How Gutenberg Blocks Work

Posted on:

WordPress has been using the block editor for a few years now, and is finally starting to inch closer to full site editing. These upgrades are moving us inexorably toward block-based themes. Because of this, I think that anyone who's building in WordPress should get a solid grasp on how these things work. That's exactly what we're going to get into in this post. We're going to zoom way, way out and look at exactly what makes a Gutenberg block work.

How WordPress Content is Saved

Prior to the block editor, all sites ran on the tinyMCE editor (known as the classic editor now). When a post is saved, the HTML necessary to make that post content is written inside the wp_posts table under the post_content column. WordPress then uses the_content() to retrieve this HTML content from the database and display it on your page. Seems pretty straightforward, right?

WordPress has a very strong commitment to backwards compatibility, and because of this commitment, the block editor has to work in exactly the same way. That is - it has to save the HTML content directly in the post_content column so the_content() can output it. To do this, all blocks contain a save function inside the JavaScript that defines the block. This function actually tells WordPress what HTML to save when the post is saved. This function processes the block attributes, and generates the HTML WordPress compiles each block and saves it as a single HTML document in the content. Neat! We now have a way to create blocks, and save content.

How Block Data is Saved

But, hang on, if you convert blocks into a single HTML string, how on earth does it remember what blocks are on the page? How does it remember where these blocks are located? In what order? How does it remember what attributes were associated with a block when it was saved? Without all of this information, you could write a post with the block editor, but as soon as you left the editor the system would have no idea how to re-assemble the block editor when you return.

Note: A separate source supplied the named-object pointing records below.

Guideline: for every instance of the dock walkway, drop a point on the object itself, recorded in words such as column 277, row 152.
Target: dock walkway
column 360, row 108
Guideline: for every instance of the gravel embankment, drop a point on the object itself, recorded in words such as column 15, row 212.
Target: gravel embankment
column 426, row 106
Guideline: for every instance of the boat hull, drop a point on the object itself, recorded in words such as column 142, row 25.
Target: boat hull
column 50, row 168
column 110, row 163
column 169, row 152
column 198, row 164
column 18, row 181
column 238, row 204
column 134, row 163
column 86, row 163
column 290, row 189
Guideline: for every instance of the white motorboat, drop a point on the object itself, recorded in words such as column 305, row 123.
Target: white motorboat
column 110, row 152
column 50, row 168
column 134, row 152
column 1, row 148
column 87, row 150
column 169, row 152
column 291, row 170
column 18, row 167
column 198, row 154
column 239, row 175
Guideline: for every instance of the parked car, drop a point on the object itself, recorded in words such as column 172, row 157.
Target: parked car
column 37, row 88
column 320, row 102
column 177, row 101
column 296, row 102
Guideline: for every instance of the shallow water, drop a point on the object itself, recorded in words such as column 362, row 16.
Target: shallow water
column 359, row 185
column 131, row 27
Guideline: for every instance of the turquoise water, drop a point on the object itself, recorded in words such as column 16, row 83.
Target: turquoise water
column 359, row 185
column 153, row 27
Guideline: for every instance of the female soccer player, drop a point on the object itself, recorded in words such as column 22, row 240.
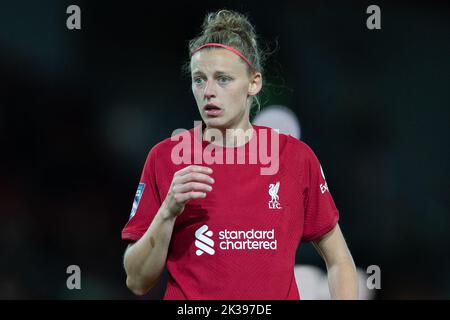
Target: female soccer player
column 224, row 214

To resolve this problem, the block editor must store this data somewhere where it can be accessed, processed, and used when loading the post. This seems like a solid opportunity to save a serialized array in the database, where the_content would return an array of blocks so you can loop thorugh and render the content, but remember - WordPress loves backwards compatibility, and this would definitely break that.

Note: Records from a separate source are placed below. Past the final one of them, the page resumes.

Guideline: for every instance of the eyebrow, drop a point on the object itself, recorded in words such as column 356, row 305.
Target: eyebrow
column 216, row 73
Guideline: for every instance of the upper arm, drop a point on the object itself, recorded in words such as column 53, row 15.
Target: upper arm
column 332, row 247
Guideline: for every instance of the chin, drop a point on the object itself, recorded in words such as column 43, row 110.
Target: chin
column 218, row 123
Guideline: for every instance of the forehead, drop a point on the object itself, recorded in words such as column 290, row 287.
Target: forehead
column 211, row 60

Instead, the smarties contributing to WordPress introduced a syntax that gets embedded directly into the post content using HTML comments. This syntax wraps each block, and includes key information like the name of the block, as well as any attributes this block needs. This is then processed using some fancy regex to convert the content string into an array of blocks. The syntax looks a bit like this:

<!-- wp:paragraph -->
<p>So, to solve the problem without breaking backcompat, The smarties contributing to WordPress introduced a syntax that gets embedded directly into the post content using HTML comments. This syntax wraps each block, and includes key information like the name of the block, as well as any attributes this block needs. This is then processed using some fancy regex to convert the content string into an array of blocks. The syntax looks a bit like this:</p>
<!-- /wp:paragraph -->

Notice the HTML comments that wrap the actual output? That gets used to process these blocks, and re build the editor when the post content is loaded. This means the WordPress content houses most of the actual HTML output and all block data as well. This really tripped me up at first - I expected block data would be stored in postmeta, or something else, but no - it's directly in the content. And after working with it a bit, I think it makes a lot of sense.

How Content is Loaded

Since the block editor saves the content as static HTML, the process of loading this content is pretty similar to how it has always worked - the HTML is fetched from the database, it gets filtered through the_content, and then the resulting HTML is displayed. The key difference is there is few extra steps to parse the HTML content just before it is displayed on the site.

But what about blocks that are rendered server-side? Some blocks don't save their markup in the block editor. Instead, they save a set of attributes and rely on PHP to render the content. This means that when the content is saved, the block is literally an HTML comment containing a JSON of the attributes for the block and nothing else. How does WordPress actually render this output?

WordPress uses the_content to filter the content and transform these server-side rendered blocks into the HTML content much like how a shortcode works. After that, the block comments are stripped out before the content is rendered. This data doesn't need to be shown to render the page, and it could potentially be a security concern if this information is provided, so it's best to get rid of it.

How To Get Blocks From a WordPress Post

If you're working with server-side rendering, you don't have to worry about this because the callback includes the already-parsed block, but what happens if you want to do something else? Maybe you're using this block data in some really cool way, or perhaps you need to localize a script from the block data, or maybe you're only allowing certain people to see content inside a specific block. Either way, it is extremely helpful to have access to use-able block data. Luckily, WordPress makes it pretty darn easy.

To get a list of blocks from a post, you just need to run a function called parse_blocks. This nifty function will do fancy regex to transform the raw post block comments into an array of use-able block data. This includes any non-default post attributes, and any child blocks the block may have. All you need to feed it is the post content for your post.

Conclusion

As the block editor continues to blossom into a full site editing experience, you can expect to need to work with blocks more. Taking a little time to understand fundamentally how they work will go a long way in helping you understand how to approach block-related challenges in the future.